Muchas de ellas, quizá por una inconsciente conexión religiosa, registraron sus marcas con toda clase de vírgenes, santos y otros personajes y elementos eclesiásticos.


Vírgenes por doquier: La Virgen de los Reyes (Sevilla), La Virgen de la Victoria (Quintanar de la Orden, Toledo), La Virgen de la Luz (Arroyo del Puerco, Cáceres), Nuesta Sra. del Rosario (Benavides de Órbigo, León), Nuestra Sra. de las Candelas (Medina del Campo), Nuestra Sra. de la Salud (Valencia), La Virgen de la Caridad (Villajoyosa), La Virgen de la Cabeza (Puente Genil)


Santos a troche y moche: San Fernando, Santa Teresa, San Cristóbal, Santa Ana, San Pedro, Santa Engracia, San Jorge, Santa Rita, San Isidro, Santa Cecilia, San José, Santa Juliana, San Martín, San Blas, San Luis, San Vicente, San Antonio, San Marcos.
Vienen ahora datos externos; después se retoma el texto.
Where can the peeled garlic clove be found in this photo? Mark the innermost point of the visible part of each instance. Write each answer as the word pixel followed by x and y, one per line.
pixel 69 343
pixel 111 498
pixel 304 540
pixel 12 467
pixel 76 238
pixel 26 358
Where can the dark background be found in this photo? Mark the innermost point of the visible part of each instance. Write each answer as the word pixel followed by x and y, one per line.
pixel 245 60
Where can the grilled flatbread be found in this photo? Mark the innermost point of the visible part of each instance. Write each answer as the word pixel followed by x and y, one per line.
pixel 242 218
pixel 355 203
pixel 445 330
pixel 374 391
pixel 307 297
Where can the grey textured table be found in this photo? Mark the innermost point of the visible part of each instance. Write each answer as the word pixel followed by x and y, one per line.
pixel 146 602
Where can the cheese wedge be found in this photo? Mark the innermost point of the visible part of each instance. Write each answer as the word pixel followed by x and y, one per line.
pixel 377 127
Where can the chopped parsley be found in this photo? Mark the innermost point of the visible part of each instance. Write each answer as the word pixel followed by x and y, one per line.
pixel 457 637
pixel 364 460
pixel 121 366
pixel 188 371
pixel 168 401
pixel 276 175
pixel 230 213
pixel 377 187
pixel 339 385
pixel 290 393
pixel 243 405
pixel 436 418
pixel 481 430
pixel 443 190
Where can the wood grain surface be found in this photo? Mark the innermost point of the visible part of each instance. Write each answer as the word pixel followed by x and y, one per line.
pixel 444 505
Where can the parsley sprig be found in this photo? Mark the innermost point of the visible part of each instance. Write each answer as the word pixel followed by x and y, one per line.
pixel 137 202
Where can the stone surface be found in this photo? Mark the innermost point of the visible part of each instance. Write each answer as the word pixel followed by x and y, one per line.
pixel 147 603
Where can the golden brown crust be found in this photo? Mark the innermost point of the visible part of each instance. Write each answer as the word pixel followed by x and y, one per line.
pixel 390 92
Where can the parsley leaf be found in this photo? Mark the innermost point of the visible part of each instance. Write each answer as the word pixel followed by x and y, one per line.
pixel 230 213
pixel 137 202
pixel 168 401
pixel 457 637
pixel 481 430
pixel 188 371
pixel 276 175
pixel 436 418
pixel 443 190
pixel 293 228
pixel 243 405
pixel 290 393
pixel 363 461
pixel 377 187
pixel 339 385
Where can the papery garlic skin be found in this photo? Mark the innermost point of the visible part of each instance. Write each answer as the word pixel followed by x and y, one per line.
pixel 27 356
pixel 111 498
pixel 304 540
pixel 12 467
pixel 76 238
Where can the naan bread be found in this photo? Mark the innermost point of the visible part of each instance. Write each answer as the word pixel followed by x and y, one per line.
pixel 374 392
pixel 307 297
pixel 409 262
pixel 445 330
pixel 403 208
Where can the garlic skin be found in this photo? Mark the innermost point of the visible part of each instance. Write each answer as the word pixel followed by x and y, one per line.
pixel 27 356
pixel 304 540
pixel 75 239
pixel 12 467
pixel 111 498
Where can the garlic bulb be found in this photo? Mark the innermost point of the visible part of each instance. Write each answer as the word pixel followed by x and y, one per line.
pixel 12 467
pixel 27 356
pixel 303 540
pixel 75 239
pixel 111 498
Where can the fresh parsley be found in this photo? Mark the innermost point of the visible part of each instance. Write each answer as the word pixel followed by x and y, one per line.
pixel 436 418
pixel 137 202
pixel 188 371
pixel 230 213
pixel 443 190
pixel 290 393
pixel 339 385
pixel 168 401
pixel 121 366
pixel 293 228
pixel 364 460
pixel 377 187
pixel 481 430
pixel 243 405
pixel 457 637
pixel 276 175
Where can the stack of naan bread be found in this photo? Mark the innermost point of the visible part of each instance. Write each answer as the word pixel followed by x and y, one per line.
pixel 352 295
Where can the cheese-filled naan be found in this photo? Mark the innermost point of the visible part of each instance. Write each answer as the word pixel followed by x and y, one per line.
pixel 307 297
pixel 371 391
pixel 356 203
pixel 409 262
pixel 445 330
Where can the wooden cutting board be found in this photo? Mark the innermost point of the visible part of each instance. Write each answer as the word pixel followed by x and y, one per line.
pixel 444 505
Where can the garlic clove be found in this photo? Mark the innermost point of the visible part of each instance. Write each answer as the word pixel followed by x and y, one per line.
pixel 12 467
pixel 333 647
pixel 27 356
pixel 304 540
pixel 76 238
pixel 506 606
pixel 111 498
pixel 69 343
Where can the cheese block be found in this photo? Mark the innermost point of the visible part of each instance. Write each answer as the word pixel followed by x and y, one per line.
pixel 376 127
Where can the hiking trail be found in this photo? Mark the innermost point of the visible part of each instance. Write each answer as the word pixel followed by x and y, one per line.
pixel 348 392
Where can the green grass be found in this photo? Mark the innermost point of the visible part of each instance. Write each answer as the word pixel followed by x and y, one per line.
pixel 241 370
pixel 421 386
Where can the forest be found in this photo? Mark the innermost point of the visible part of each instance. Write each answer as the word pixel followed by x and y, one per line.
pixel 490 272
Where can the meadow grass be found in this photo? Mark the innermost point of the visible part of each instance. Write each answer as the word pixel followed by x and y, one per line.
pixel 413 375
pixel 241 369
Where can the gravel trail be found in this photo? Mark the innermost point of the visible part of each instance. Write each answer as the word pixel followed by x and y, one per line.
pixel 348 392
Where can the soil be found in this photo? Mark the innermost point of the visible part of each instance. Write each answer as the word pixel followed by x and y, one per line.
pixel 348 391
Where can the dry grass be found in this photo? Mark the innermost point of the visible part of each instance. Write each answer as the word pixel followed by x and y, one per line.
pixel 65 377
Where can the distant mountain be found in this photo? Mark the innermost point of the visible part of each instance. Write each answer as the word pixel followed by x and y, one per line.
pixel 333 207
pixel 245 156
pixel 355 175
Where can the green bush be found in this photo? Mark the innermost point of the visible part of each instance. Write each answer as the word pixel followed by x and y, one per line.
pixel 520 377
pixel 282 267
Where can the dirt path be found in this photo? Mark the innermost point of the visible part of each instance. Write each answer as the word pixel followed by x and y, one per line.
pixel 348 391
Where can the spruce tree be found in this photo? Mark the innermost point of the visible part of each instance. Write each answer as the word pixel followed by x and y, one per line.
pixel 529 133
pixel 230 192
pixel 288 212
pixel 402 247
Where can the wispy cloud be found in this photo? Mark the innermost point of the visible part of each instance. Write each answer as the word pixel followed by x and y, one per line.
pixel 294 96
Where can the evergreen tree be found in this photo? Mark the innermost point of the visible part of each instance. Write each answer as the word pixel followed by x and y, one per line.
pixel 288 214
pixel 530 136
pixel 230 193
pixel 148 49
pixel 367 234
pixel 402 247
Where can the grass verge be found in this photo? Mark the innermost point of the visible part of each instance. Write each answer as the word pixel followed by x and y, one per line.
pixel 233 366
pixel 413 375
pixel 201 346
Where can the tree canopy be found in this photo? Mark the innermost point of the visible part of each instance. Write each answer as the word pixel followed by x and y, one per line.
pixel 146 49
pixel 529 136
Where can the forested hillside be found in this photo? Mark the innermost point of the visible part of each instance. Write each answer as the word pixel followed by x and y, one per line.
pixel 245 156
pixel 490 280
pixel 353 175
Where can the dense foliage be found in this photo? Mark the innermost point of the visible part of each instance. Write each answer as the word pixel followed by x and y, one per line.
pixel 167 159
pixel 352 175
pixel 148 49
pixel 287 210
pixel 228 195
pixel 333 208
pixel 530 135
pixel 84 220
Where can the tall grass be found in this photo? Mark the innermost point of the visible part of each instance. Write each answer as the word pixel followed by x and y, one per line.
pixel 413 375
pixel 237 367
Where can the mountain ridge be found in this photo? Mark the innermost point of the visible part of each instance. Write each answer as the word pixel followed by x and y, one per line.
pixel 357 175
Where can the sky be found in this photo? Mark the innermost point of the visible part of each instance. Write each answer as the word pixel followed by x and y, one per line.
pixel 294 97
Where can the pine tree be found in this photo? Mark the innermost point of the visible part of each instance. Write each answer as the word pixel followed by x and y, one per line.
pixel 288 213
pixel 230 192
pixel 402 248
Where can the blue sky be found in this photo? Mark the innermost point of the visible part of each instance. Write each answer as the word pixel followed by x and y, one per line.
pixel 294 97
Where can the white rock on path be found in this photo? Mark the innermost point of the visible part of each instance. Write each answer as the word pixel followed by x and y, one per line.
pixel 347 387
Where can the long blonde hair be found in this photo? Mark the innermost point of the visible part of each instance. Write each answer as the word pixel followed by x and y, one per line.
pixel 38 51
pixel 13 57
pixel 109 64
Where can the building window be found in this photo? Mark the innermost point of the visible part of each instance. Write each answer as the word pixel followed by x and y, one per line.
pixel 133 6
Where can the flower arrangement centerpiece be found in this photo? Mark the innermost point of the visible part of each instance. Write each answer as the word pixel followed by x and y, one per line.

Incluso Jesús se vió involucrado en esta profusión mercantil: Santo Cristo de Limpias (Astorga, León), El Santo Rostro (Jaén), El Cristo de Villajos, El Sagrado Corazón (Madrid) etc.


Aunque lo de los patronazgos no es una ciencia exacta, no deja de resultar curioso que Virgen de las Nieves sea una marca de chocolate de Villajoyosa (Alicante) y que La Virgen del Carmen, siendo la patrona de los marineros, fuera una marca… de Valladolid.


Daría mucho que hablar los maravillosos cromos que solían acompañar a estas tabletas de chocolate, pero eso…es otra historia.